Ann, the new EP by New Jersey pop-punk act The Front Bottoms—guitarist and vocalist Brian Sella, plus childhood friend Mathew Uychich on drums, with new addition Tom Warren on bass and guitar—is the second release in the band’s “grandma series,” a pair of EPs featuring new recordings of old material and named after Sella and Uychich’s grandmothers. As the band celebrates its 10th anniversary, it felt the time was right to look back.

“We were messing around with the idea of going back in our catalog of about 30 or 40 songs of early material and re-recording them,” says Sella. “When we first made these songs, the idea was to record everything in our friend’s studio, then immediately upload them to the internet that night. Our goal with the EPs was to take that material and try to re-capture that energy.”

Sella explains, “The first EP was called Rose, named after Matt’s grandmother, who had passed away right around the same time we started work on the project. It’s a drawing of her on the cover.” During the recording process, Sella’s grandmother also died. The band decided that its next EP would be titled Ann in her memory, and Sella enlisted his mother to produce the artwork. The EP, Sella says, is “full of songs my grandmother liked.”

The band, which returned home from a lengthy European tour earlier this year, is currently on a cross-country tour in support of Ann. But Sella insists that the group’s schedule isn’t as draining as one might think.

“I mean, I look at this as my job, you know?” he says. “So, if I’m on tour for two straight months, and then I come back home for one month before going out on tour again, that month at home becomes my time to relax, recuperate, hang out with my girlfriend, pet my dog, et cetera… Plenty of people work wackier schedules than mine. I feel lucky to do this for a career, so that’s why we try to take advantage and go on tour as much as possible. It’s just about balancing things out mentally.”

The band’s current shows consist of two sets—one featuring a full playthrough of the “grandma series” and a second featuring a full playthrough of the band’s 2017 album, Going Grey. The goal, Sella says, is to find a perfect balance between fans who request old material and those who want to hear more of the new stuff.

This split presentation is the closest thing Front Bottoms fans will get to a 10-year anniversary show.
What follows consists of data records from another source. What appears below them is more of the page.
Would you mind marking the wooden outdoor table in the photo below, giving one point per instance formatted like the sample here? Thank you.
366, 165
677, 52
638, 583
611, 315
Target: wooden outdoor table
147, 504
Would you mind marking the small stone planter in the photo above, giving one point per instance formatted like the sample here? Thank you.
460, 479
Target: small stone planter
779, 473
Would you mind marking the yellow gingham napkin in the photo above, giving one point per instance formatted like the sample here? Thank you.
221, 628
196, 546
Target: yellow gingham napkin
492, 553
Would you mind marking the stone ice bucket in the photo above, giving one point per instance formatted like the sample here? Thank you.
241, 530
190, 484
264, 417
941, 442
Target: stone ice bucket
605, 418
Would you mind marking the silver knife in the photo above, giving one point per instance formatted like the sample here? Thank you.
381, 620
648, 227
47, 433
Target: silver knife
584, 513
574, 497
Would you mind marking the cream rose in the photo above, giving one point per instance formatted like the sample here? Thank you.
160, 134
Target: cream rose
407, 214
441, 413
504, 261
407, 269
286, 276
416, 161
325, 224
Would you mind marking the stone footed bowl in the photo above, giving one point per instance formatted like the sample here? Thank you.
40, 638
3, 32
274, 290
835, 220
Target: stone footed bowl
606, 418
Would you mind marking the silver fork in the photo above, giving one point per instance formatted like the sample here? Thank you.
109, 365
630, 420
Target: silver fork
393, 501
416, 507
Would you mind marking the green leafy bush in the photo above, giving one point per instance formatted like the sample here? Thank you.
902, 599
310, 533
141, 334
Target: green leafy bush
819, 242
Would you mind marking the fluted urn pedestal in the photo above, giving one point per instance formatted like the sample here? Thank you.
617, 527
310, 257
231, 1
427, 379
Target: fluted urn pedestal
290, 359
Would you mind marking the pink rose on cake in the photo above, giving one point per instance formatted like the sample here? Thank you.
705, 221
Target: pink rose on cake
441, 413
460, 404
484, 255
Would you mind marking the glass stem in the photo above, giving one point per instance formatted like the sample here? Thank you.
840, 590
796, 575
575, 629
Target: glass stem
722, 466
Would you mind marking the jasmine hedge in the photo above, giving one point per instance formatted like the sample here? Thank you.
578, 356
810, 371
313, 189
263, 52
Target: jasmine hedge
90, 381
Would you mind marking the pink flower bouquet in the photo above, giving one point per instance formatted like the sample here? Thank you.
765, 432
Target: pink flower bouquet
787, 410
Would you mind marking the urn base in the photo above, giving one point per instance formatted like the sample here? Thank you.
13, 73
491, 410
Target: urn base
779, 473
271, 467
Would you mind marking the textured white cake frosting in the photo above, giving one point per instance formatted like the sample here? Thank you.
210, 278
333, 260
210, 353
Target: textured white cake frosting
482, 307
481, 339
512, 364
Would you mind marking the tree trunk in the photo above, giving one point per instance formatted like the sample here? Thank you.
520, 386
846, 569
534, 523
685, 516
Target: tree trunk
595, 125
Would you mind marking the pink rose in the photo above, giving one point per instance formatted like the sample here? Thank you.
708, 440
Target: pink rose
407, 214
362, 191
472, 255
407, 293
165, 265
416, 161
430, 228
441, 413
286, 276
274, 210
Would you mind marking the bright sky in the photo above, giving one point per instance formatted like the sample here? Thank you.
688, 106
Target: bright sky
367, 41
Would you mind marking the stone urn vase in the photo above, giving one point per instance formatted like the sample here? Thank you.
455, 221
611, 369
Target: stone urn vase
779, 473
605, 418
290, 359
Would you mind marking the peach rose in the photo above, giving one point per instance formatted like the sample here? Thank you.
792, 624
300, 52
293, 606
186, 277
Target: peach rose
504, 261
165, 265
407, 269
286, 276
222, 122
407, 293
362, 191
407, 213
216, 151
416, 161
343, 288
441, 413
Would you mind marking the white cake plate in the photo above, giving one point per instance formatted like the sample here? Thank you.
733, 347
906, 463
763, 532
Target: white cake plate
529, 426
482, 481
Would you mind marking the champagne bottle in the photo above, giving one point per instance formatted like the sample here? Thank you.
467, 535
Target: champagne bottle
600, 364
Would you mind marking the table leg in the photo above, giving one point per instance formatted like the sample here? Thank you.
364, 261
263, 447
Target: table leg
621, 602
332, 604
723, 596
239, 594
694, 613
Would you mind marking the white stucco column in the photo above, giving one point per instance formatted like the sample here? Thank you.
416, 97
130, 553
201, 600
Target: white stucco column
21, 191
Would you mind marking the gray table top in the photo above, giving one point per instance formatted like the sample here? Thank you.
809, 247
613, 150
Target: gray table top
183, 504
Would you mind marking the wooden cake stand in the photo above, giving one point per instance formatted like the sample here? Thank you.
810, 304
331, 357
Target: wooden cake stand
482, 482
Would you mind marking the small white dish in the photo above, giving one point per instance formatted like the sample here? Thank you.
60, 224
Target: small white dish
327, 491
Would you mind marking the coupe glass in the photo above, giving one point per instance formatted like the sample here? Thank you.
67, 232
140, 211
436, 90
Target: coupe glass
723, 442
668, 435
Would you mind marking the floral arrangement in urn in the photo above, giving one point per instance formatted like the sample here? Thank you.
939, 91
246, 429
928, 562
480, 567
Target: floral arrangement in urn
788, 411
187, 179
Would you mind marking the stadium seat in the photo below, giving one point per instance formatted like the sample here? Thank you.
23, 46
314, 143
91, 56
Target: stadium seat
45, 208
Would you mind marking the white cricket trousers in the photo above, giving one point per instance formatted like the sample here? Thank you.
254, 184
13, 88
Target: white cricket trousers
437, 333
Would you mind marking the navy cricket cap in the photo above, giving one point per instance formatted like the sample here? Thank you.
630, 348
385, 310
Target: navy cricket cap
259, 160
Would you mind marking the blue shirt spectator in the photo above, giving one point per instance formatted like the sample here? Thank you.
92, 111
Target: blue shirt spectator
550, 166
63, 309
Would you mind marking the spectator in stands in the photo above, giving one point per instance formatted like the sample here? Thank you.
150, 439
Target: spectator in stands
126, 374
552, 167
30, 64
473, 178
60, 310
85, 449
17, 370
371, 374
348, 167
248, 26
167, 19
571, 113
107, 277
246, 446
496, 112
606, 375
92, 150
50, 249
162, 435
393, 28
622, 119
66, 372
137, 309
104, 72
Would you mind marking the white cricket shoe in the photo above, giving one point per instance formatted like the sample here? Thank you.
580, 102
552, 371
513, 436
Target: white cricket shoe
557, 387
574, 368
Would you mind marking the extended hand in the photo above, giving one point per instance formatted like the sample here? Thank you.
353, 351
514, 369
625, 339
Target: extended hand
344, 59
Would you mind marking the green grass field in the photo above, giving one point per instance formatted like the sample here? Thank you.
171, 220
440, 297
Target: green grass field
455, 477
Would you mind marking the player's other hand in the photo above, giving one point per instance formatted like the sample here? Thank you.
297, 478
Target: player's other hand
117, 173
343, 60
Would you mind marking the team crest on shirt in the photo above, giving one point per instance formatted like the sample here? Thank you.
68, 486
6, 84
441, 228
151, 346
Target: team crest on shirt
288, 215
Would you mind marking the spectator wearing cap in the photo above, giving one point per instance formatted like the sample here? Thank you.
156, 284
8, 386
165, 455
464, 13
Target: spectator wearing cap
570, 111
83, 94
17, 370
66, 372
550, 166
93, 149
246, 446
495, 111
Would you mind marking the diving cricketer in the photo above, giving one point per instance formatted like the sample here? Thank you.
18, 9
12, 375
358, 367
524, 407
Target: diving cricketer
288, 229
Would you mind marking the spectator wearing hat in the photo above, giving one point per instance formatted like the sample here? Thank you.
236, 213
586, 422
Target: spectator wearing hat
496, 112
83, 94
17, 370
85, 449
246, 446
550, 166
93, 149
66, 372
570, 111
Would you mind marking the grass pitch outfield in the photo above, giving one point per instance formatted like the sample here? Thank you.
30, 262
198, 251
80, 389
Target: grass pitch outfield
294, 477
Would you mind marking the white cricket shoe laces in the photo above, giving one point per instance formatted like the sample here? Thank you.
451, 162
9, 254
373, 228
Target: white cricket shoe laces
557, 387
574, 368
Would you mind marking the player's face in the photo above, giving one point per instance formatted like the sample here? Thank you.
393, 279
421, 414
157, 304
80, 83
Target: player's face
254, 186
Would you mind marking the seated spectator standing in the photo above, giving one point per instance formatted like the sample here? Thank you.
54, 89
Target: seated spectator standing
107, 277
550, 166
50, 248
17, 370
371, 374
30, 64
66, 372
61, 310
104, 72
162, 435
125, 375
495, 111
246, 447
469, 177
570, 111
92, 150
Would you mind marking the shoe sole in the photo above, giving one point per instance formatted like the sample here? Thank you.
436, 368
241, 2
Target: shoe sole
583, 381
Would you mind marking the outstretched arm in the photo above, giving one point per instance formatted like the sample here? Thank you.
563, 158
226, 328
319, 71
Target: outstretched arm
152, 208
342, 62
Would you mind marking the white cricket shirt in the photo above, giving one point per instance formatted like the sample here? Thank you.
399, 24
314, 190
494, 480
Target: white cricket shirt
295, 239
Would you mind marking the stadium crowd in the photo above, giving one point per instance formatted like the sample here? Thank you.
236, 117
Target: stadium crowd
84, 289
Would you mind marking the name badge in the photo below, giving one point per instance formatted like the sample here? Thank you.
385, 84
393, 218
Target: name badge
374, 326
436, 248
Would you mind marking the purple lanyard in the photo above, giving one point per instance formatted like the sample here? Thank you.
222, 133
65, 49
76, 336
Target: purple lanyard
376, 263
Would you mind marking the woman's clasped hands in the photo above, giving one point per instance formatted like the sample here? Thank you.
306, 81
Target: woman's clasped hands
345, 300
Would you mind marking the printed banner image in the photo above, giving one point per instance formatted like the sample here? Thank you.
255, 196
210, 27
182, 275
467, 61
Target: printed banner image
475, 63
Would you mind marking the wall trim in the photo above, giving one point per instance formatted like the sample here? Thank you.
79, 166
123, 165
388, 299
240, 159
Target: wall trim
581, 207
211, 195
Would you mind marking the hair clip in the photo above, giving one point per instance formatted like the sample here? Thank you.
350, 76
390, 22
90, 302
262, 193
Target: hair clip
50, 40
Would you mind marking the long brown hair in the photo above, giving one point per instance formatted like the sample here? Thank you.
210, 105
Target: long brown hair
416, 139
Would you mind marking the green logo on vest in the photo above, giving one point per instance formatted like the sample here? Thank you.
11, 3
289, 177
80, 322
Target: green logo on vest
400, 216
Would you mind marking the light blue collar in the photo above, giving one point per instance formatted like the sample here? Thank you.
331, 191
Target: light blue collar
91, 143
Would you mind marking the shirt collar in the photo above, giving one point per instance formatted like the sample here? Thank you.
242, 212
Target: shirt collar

According to Sella, the band isn’t quite ready to accept the fact that it has been playing together for more than a decade.

“It’s insane to me that we’ve been around for so long. I could have had a kid and started a family in all this time,” he says. “Thankfully, we’ve been able to keep things fresh. Whether it be an album or a tour, we can kind of hit the restart button for ourselves in different little ways. I don’t think I could have handled playing the same 15 songs for 10 years straight with no changes.”